Indonesia’s current tsunami detection system is a network of seafloor sensors. The devices are meant to connect with buoys on the surface. The buoys are supposed to give early warnings to folks on land. Right now, the system is useless. The buoys are broken.
Last year, a large earthquake struck 106 miles from Padang on Sumatra’s west coast. None of the existing system’s 22 buoys were operable. All were damaged by vandalism or lack of maintenance. Replacing them is costly, at hundreds of thousands of dollars each.
Now Indonesian and U.S. scientists have developed a new system that may add vital extra minutes of storm warning for coastal cities.
The tsunami-warning prototype detects certain tsunamis. Researchers have tested the prototype near Padang.

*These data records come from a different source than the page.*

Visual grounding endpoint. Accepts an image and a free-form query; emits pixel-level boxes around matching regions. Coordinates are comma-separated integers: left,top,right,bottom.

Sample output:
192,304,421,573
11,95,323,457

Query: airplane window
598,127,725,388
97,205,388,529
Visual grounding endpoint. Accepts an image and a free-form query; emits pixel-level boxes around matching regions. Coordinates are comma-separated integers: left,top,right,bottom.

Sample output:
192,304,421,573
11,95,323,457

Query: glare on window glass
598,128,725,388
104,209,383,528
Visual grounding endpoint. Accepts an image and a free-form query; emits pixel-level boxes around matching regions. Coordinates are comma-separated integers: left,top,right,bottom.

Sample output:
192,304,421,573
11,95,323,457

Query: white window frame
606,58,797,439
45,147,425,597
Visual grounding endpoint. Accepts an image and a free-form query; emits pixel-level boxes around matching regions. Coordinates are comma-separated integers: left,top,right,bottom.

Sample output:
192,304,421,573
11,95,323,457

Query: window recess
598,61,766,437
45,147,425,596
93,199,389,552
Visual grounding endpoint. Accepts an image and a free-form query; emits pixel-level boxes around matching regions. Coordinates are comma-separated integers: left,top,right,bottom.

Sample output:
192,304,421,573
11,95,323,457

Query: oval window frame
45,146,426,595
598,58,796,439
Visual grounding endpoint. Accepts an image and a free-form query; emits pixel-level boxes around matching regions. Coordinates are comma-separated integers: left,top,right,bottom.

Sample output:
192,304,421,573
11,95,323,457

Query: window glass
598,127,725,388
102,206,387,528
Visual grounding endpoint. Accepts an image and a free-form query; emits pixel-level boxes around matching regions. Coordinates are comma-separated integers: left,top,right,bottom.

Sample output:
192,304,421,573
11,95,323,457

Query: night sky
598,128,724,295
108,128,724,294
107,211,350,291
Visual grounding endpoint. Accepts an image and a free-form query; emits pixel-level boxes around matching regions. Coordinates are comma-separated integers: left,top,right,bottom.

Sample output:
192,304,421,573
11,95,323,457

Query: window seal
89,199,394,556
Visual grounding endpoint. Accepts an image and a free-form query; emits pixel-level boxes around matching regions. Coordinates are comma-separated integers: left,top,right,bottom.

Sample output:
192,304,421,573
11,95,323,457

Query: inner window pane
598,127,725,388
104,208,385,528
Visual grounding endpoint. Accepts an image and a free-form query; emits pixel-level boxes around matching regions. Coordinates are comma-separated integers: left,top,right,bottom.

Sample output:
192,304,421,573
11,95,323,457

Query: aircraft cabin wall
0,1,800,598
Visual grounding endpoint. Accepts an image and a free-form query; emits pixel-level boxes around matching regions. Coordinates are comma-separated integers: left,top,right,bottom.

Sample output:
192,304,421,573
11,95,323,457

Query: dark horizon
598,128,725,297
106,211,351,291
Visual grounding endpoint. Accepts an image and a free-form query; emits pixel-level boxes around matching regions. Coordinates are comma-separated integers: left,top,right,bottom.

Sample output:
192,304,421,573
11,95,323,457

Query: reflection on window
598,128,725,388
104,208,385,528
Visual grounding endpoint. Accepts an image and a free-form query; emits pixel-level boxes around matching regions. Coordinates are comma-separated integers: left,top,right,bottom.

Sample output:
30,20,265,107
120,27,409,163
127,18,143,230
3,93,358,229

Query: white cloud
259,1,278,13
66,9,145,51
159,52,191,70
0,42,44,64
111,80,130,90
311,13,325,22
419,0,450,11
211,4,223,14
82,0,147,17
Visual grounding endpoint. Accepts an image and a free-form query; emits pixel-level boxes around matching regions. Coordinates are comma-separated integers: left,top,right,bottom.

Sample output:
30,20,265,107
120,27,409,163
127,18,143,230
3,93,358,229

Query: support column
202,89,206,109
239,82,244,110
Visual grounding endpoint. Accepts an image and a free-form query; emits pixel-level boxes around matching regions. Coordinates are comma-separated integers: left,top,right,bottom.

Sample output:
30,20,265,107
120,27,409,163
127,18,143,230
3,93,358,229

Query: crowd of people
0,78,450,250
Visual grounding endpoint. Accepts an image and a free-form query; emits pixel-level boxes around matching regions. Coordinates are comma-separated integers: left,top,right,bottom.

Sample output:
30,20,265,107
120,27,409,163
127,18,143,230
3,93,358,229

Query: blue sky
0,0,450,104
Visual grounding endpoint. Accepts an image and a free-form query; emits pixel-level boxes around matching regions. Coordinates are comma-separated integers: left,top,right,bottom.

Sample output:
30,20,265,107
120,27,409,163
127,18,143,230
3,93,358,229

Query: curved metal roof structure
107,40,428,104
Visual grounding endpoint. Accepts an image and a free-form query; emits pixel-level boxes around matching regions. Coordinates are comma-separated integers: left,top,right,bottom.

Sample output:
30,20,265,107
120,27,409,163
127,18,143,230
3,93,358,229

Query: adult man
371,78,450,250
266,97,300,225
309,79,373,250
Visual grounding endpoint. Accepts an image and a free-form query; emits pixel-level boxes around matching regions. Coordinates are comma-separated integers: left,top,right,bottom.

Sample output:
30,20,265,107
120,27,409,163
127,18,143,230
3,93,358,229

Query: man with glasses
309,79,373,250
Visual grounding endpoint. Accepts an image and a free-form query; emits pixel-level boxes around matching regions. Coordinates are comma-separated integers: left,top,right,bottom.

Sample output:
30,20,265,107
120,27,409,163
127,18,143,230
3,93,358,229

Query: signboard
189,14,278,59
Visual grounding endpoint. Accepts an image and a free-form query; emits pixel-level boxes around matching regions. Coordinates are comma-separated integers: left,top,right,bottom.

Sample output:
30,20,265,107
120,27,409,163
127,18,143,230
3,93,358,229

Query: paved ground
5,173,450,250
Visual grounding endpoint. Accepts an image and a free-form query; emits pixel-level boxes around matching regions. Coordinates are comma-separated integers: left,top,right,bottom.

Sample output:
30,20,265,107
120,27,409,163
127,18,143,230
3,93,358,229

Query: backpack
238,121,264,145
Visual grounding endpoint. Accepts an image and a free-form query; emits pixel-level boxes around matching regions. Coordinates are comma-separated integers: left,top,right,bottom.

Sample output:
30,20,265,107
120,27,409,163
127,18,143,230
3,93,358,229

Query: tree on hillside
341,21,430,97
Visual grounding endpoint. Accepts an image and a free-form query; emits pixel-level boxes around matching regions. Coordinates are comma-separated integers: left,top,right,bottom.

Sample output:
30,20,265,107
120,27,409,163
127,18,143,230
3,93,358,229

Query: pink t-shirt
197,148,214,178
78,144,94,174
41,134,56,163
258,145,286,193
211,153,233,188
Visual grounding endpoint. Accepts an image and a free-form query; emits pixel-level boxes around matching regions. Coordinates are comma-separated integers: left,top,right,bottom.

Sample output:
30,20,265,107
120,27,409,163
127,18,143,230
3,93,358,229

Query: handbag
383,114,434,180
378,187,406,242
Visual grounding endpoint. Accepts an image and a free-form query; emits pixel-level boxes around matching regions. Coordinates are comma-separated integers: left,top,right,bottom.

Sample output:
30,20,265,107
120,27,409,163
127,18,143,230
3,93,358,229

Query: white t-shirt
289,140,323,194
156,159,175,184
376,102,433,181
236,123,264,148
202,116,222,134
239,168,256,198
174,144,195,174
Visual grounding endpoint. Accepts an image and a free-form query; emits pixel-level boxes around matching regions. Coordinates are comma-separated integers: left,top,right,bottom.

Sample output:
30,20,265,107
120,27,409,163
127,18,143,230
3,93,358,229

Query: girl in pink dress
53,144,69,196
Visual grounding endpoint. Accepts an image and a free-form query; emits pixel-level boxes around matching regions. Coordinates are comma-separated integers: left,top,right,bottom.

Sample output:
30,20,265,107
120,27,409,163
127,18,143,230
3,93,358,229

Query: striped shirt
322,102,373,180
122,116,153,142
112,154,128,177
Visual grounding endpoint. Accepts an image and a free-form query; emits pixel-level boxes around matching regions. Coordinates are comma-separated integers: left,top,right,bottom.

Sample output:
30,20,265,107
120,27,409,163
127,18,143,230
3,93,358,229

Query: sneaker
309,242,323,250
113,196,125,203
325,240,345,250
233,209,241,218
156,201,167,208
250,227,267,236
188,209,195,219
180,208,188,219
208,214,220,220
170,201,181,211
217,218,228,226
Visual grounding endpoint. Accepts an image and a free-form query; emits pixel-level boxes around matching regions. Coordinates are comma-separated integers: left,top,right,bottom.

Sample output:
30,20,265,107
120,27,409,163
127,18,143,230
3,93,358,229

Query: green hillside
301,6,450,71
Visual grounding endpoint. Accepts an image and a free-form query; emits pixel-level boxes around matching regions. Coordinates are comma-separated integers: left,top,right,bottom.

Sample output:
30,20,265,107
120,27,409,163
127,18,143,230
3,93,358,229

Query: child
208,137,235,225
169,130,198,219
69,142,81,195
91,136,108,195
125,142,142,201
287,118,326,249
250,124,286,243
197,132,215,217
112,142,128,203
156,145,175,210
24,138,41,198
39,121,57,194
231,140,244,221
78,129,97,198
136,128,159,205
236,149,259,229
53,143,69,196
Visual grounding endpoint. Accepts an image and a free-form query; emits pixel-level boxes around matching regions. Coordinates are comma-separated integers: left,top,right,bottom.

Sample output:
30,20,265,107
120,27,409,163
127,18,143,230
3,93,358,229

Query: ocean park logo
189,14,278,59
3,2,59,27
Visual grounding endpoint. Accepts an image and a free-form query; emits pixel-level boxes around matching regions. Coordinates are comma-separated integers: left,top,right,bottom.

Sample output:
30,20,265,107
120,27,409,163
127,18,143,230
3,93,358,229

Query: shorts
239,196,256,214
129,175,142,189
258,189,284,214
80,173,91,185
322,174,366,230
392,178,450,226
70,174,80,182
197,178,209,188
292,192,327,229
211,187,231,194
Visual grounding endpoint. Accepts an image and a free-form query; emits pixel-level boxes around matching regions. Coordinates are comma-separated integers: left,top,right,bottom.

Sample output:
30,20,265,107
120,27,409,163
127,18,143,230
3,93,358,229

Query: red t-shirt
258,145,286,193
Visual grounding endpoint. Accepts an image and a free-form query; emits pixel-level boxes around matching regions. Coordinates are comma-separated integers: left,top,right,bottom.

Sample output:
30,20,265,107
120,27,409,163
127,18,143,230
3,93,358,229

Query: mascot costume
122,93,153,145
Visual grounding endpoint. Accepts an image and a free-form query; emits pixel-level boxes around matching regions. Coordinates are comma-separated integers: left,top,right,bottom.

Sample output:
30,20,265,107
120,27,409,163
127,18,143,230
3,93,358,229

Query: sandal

But the model still needs government funding.
The new network doesn’t need buoys. Instead, undersea devices send data-laden sound waves to the surface waters. From there, they ping back into the depths, traveling to the next node in the network and so on.

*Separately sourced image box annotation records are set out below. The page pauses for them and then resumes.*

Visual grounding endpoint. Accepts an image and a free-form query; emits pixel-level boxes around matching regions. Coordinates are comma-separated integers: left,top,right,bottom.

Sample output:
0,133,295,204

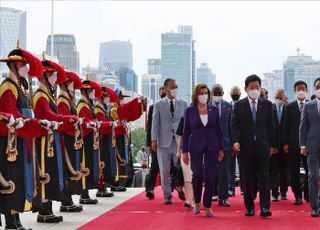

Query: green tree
131,128,146,163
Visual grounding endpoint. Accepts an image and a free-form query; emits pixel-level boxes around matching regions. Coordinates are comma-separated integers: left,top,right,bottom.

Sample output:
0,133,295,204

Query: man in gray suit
151,78,188,204
299,78,320,217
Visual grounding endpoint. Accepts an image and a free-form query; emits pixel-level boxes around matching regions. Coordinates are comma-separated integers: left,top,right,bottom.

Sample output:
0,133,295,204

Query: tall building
262,69,285,102
0,7,27,78
161,27,192,102
141,74,163,103
178,26,197,89
283,48,320,101
99,41,132,72
196,63,216,88
46,34,80,73
148,59,161,74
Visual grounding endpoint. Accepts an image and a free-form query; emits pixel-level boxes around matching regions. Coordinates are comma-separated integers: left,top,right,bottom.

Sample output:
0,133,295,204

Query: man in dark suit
146,87,166,200
212,84,232,207
284,81,309,205
231,74,276,217
270,89,288,202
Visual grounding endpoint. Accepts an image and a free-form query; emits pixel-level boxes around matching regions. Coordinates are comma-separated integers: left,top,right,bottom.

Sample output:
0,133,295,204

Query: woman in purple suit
182,84,224,217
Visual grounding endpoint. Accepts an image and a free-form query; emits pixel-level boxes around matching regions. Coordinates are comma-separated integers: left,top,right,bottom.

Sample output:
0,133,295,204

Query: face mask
296,90,307,99
170,89,178,98
48,73,57,86
248,89,260,100
198,94,208,104
275,99,283,107
89,90,94,100
231,94,240,101
103,97,110,105
18,66,29,78
314,89,320,98
212,96,222,103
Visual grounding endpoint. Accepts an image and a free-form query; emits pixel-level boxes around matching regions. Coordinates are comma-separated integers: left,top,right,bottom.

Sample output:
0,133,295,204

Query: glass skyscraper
0,7,27,80
161,29,192,102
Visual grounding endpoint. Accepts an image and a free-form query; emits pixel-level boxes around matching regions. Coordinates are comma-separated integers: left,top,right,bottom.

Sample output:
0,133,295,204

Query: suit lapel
244,98,254,124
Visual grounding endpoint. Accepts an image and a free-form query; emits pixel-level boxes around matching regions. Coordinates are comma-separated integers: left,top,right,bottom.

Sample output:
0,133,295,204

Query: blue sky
0,0,320,97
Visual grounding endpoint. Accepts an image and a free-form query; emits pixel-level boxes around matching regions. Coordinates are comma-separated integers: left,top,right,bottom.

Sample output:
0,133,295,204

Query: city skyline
0,0,320,99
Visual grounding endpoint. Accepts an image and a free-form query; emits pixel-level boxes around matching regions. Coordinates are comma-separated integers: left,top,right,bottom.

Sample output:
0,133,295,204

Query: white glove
96,121,102,129
87,121,96,129
7,115,16,128
16,118,24,129
41,119,51,129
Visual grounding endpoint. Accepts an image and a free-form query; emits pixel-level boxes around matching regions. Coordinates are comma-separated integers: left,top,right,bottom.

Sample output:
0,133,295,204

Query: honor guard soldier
0,48,49,229
77,80,101,204
33,60,78,223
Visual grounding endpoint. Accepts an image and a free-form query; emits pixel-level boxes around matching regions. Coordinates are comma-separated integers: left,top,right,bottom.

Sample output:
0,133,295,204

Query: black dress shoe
272,196,279,202
178,191,186,201
37,214,63,223
293,198,302,205
146,191,154,200
218,200,231,207
260,208,272,217
244,209,254,216
79,197,98,204
164,197,172,204
60,204,83,212
311,208,319,217
111,186,127,192
228,191,236,197
96,191,114,197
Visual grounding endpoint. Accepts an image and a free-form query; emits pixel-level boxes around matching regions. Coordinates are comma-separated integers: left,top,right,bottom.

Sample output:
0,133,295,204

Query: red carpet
79,187,320,230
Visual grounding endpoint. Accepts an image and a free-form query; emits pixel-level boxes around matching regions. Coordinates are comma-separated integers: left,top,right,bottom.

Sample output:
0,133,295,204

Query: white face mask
18,66,29,78
68,82,74,94
48,73,57,86
296,90,307,99
198,94,208,104
275,99,283,107
170,89,178,98
89,90,95,100
103,97,110,105
212,96,222,103
314,89,320,98
248,89,260,100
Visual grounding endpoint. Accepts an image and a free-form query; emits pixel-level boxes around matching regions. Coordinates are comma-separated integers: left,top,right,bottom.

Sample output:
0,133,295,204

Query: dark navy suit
182,105,223,208
231,98,275,210
212,100,232,200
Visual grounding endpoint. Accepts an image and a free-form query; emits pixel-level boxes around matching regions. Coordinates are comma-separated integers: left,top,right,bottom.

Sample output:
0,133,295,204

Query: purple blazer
182,104,223,153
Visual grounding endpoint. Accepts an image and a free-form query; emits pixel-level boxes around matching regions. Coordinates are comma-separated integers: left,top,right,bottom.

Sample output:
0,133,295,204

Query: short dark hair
244,74,261,87
313,77,320,86
293,80,308,89
163,78,175,87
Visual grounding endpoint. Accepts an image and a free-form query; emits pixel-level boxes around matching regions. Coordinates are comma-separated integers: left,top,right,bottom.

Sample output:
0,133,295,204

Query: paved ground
6,188,144,230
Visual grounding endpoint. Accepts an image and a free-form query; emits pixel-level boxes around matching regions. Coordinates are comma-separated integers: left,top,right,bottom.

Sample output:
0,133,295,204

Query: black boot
60,195,82,212
15,213,32,230
4,213,19,230
37,201,63,223
96,187,114,197
80,189,98,204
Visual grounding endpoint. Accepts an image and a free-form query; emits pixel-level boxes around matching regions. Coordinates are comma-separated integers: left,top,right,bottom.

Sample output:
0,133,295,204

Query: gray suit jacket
299,100,320,154
151,97,188,148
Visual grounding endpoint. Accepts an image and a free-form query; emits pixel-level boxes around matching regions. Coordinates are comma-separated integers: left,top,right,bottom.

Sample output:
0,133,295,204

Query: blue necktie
251,100,257,140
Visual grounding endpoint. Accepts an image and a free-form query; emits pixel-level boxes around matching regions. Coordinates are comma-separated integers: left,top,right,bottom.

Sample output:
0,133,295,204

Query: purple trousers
190,151,218,208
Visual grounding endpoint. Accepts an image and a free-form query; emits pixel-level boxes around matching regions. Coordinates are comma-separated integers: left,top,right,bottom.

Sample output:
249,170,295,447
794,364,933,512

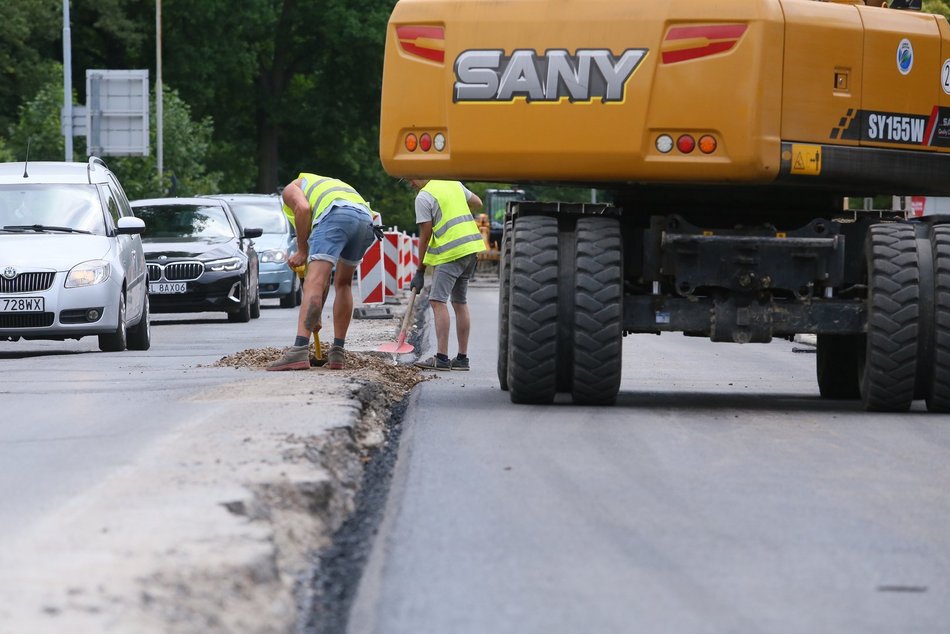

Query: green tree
0,0,63,131
923,0,950,20
10,73,69,161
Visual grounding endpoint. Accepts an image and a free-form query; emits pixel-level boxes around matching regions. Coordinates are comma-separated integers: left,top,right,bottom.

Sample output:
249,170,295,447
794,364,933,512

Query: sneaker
267,346,310,372
326,346,346,370
412,356,452,370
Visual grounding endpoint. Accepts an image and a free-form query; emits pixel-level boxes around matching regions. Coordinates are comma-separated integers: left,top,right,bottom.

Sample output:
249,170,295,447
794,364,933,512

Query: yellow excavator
380,0,950,412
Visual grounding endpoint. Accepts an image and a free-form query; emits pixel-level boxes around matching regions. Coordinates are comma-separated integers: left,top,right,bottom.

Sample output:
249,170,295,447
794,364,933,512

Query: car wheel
99,293,128,352
128,295,152,350
228,278,251,324
251,284,261,319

At its final undersea point, a couple miles of fiber optic cable will connect the node to a shore station. Data from the station would transmit via satellite to tsunami warning agencies and to Padang disaster officials.
“This entire process likely takes one to three minutes instead of the five to 45 minutes typical of the buoy system,” says Louise Comfort, a disaster expert.
Not everyone thinks a detection system is needed. They say an earthquake itself signals the need for a speedy retreat.
For many Indonesians, memories of the 2004 tsunami are still fresh. Most people living near the coast do head for high ground whenever the land shakes, as it frequently does.
But will they continue, especially after numerous false alarms? Febrin Ismail is concerned they won’t. He is a structural engineer involved in tsunami planning for Padang. Ismail believes a more reliable warning system will save lives. He says, “Sometimes after the earthquake, people are running and then they see the tsunami doesn’t come. In the future maybe they don’t run again.”